Michael Solomon, a professor of marketing at St. Joseph's University in Philadelphia, is pleased. "I'm delighted to see the end of the obnoxious current campaign," he says. "The new focus makes sense to me. I think it's the harbinger of a lot of campaigns we'll see that go back to their roots."
"Our quality food will be the hero of our advertising once again," said Kerrii Anderson, president and CEO, in a statement. "This effort has been driven by a clear understanding of our brand strategy and hallmarks of quality, freshness and honesty."
Wendy's current "That's Right" campaign--with consumers donning red wigs as a symbol of enlightenment--generated considerable attention for the brand, but has not sufficiently driven performance, the company admitted.
The new campaign from Wendy's agency partner, Kirshenbaum bond + partners, still leverages red-hair iconography, but does so in a way that is more genuine and true to the Wendy's brand, the company said.

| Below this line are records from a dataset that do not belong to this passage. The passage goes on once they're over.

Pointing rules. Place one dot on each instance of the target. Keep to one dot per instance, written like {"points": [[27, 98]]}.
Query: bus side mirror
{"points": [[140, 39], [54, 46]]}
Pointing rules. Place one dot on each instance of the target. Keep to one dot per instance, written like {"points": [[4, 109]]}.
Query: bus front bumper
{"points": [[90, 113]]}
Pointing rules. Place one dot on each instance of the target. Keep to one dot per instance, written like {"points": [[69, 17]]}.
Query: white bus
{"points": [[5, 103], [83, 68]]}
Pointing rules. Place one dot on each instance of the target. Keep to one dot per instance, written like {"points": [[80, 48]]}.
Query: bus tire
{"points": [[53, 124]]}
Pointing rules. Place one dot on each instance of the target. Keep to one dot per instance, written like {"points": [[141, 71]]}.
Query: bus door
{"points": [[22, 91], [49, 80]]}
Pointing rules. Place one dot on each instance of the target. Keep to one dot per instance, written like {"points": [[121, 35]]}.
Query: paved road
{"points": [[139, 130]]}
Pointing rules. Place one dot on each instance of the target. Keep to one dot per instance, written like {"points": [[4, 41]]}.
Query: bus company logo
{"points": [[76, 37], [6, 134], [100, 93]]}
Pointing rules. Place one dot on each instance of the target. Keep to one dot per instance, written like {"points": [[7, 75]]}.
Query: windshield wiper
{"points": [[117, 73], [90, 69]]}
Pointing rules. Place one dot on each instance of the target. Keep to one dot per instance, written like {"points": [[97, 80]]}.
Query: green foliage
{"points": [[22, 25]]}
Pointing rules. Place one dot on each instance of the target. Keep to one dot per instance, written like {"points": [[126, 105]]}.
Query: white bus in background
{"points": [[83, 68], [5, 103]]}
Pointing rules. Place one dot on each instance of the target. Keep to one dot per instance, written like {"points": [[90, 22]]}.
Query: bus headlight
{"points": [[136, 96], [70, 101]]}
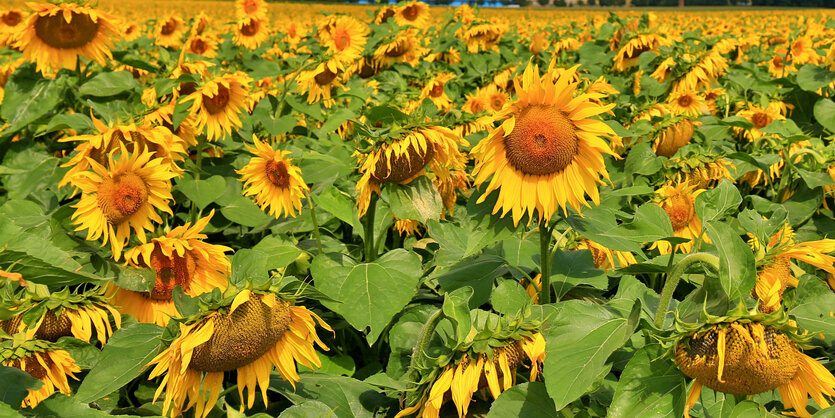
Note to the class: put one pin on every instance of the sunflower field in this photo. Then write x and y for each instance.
(244, 209)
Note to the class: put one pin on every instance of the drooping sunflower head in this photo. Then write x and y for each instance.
(251, 32)
(219, 103)
(63, 314)
(404, 159)
(180, 258)
(44, 361)
(249, 334)
(55, 35)
(548, 152)
(488, 361)
(169, 32)
(271, 177)
(122, 196)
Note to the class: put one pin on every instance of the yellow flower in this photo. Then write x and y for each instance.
(180, 258)
(275, 182)
(170, 31)
(45, 362)
(55, 35)
(251, 32)
(219, 103)
(253, 334)
(547, 153)
(122, 196)
(747, 358)
(495, 372)
(404, 159)
(679, 202)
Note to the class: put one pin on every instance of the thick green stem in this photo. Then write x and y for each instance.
(315, 223)
(674, 275)
(370, 249)
(545, 262)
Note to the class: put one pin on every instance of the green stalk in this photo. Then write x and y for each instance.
(673, 277)
(545, 262)
(370, 250)
(315, 223)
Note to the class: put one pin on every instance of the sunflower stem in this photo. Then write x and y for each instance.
(545, 262)
(673, 277)
(316, 233)
(370, 249)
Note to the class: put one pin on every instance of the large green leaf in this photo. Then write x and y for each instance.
(529, 400)
(650, 386)
(369, 294)
(122, 359)
(737, 267)
(578, 344)
(109, 84)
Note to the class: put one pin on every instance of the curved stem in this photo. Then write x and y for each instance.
(674, 275)
(370, 250)
(315, 223)
(545, 262)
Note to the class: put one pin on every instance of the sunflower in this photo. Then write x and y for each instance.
(170, 31)
(404, 159)
(319, 82)
(605, 258)
(124, 194)
(413, 13)
(251, 8)
(251, 32)
(470, 370)
(201, 45)
(250, 336)
(751, 355)
(627, 55)
(774, 274)
(219, 103)
(679, 202)
(97, 147)
(346, 39)
(434, 91)
(180, 258)
(547, 153)
(44, 361)
(55, 35)
(272, 178)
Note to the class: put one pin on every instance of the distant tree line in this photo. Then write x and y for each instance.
(771, 3)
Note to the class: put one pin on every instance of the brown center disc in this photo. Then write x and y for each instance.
(121, 196)
(57, 33)
(542, 142)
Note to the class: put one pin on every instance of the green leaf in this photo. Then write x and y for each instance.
(813, 305)
(109, 84)
(122, 359)
(202, 192)
(573, 268)
(243, 211)
(279, 254)
(27, 98)
(418, 200)
(347, 397)
(812, 77)
(509, 297)
(824, 111)
(737, 268)
(714, 204)
(650, 386)
(308, 409)
(581, 338)
(14, 385)
(359, 286)
(528, 400)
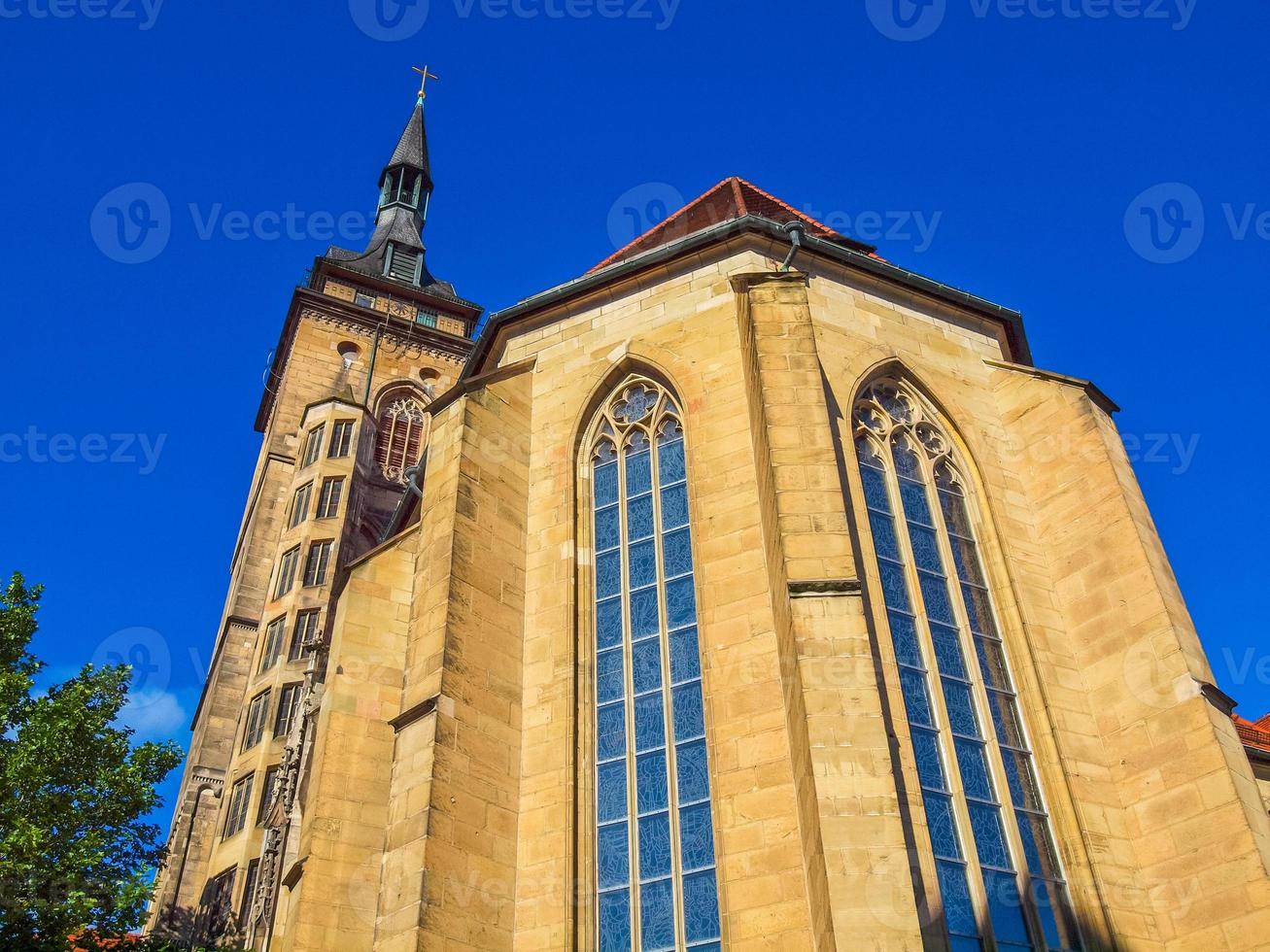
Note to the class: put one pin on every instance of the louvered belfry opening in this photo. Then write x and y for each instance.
(399, 442)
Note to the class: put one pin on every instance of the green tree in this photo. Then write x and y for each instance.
(75, 853)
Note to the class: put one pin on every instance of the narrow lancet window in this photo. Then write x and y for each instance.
(654, 855)
(996, 865)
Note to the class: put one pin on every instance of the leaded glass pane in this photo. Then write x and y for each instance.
(608, 622)
(685, 655)
(612, 849)
(1005, 906)
(611, 791)
(875, 489)
(884, 536)
(674, 507)
(935, 595)
(917, 702)
(975, 769)
(654, 845)
(669, 458)
(960, 704)
(930, 765)
(649, 723)
(606, 485)
(681, 602)
(608, 675)
(608, 574)
(639, 518)
(639, 476)
(608, 530)
(926, 551)
(690, 763)
(642, 563)
(611, 731)
(650, 786)
(689, 715)
(947, 650)
(955, 893)
(644, 613)
(903, 632)
(615, 922)
(939, 819)
(702, 906)
(696, 836)
(657, 915)
(989, 836)
(646, 665)
(677, 553)
(913, 495)
(893, 586)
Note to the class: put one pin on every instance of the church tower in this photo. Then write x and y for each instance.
(367, 344)
(748, 592)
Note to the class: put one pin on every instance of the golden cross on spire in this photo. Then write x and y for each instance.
(425, 75)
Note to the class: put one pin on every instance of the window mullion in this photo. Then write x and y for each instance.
(629, 699)
(939, 703)
(979, 690)
(672, 794)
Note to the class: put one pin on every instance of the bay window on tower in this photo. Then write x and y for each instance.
(998, 880)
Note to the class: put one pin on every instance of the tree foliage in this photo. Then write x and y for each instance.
(75, 852)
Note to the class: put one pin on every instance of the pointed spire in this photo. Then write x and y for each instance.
(412, 149)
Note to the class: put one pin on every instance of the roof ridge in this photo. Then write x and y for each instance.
(663, 224)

Each television spot opens and closes with an animated version of Wendy, daughter of founder Dave Thomas, who was eight years old when the first restaurant opened in 1969. In one 30-second spot, Wendy holds up a fishing rod to introduce the new "hand-cut, North Pacific cod, fish sandwiches." In another ad, she takes a small bite out of a hamburger; in yet another, she clutches a small piggy bank to promote the Super Value Menu."
Each ad ends with a voice saying, "It's w-a-a-a-ay better than fast food. It's Wendy's."
"These appeals are usually more effective during times of uncertainty such as the recession we appear to be headed toward, where people are likely to care less about glitz or coolness and more about quality and value for the dollar," says Solomon.
The campaign will be fully integrated with radio, outdoor, online and store merchandising components.
Bertini wouldn't divulge ad spend for the effort. According to Nielsen Monitor-Plus, Wendy's spent $265 million from January to October last year.
In addition to Kirshenbaum bond + partners, Wendy's other advertising agency partners include: Saatchi & Saatchi and Vidal Partners (Hispanic advertising). MediaVest handles Wendy's national media planning and buying.